In order to apply the dual distribution in the supervised learning scenario where the training data set is fixed, it is necessary to use weights to make the sample appear as if it came from the dual distribution. We explore the negative effect that weighting a sample can have. The theoretical decomposition of the use of weights regarding its effect on the out-of-sample error is easy to understand but not actionable in practice, as the quantities involved cannot be computed. Hence, we propose the Targeted Weighting algorithm that determines if, for a given set of weights, the out-of-sample performance will improve or not in a practical setting. This is necessary as the setting assumes there are no labeled points distributed according to the test distribution, only unlabeled samples.
Finally, we propose a new class of matching algorithms that can be used to match the training set to a desired distribution, such as the dual distribution (or the test distribution). These algorithms can be applied to very large datasets, and we show how they lead to improved performance in a large real dataset such as the Netflix dataset. Their computational complexity is the main reason for their advantage over previous algorithms proposed in the covariate shift literature.

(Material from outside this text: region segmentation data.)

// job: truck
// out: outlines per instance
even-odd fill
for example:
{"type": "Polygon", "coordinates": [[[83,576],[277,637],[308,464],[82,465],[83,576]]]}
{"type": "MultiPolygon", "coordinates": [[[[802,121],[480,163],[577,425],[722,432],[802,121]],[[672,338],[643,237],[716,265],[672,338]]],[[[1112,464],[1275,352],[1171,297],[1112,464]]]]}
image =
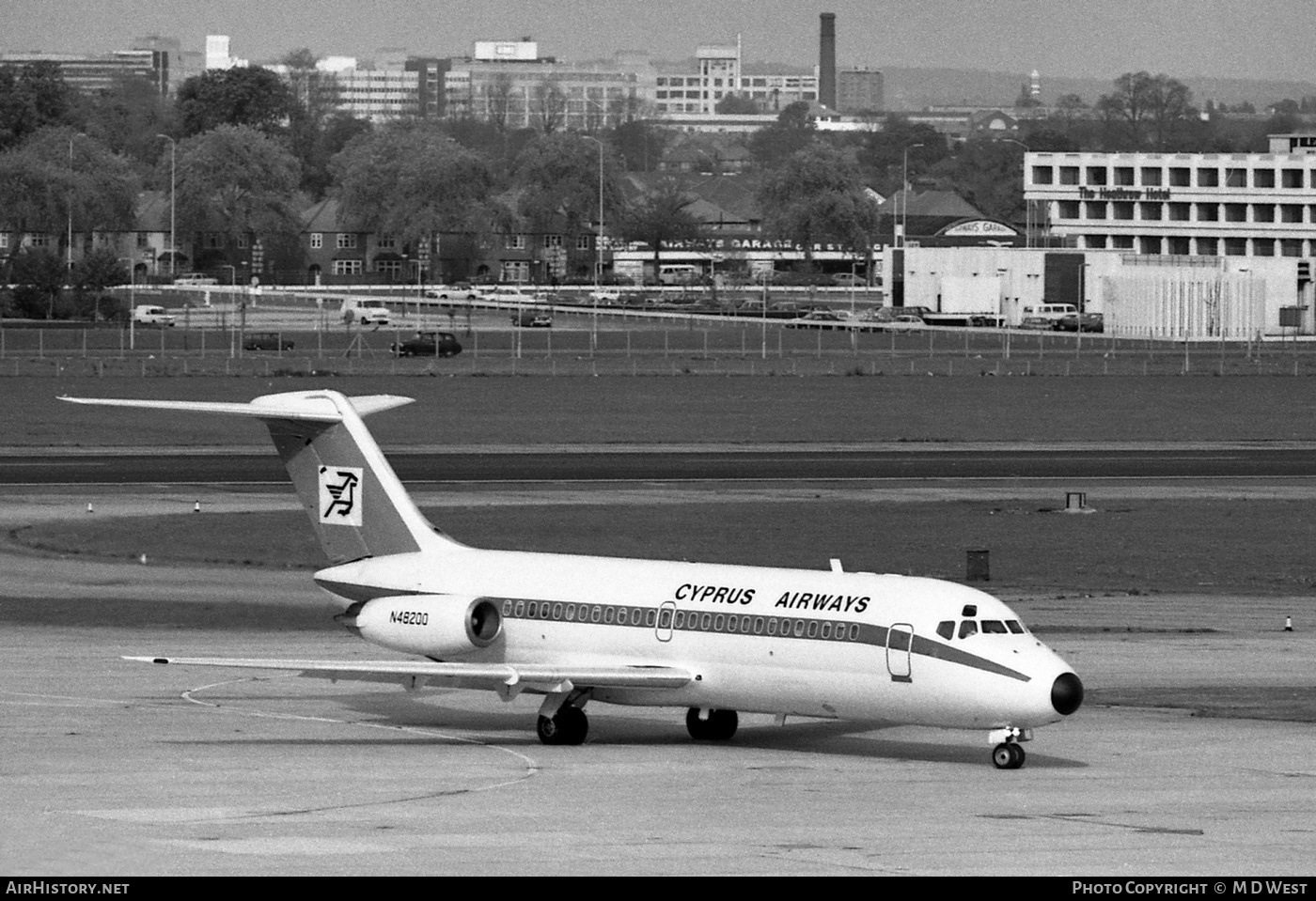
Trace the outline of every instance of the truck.
{"type": "Polygon", "coordinates": [[[374,297],[346,297],[342,301],[342,321],[347,325],[388,325],[388,308],[374,297]]]}
{"type": "Polygon", "coordinates": [[[133,322],[136,325],[158,325],[164,329],[174,325],[174,317],[166,313],[163,306],[142,304],[133,308],[133,322]]]}
{"type": "Polygon", "coordinates": [[[942,276],[937,309],[923,314],[928,325],[975,325],[998,328],[1000,314],[1000,279],[976,279],[962,275],[942,276]]]}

In the second part of the thesis we apply Machine Learning to the problem of behavior recognition. We develop a specific behavior classifier to study fly aggression, and we develop a system that allows analyzing behavior in videos of animals, with minimal supervision. The system, which we call CUBA (Caltech Unsupervised Behavior Analysis), allows detecting movemes, actions, and stories from time series describing the position of animals in videos. The method summarizes the data, as well as it provides biologists with a mathematical tool to test new hypotheses. Other benefits of CUBA include finding classifiers for specific behaviors without the need for annotation, as well as providing means to discriminate groups of animals, for example, according to their genetic line.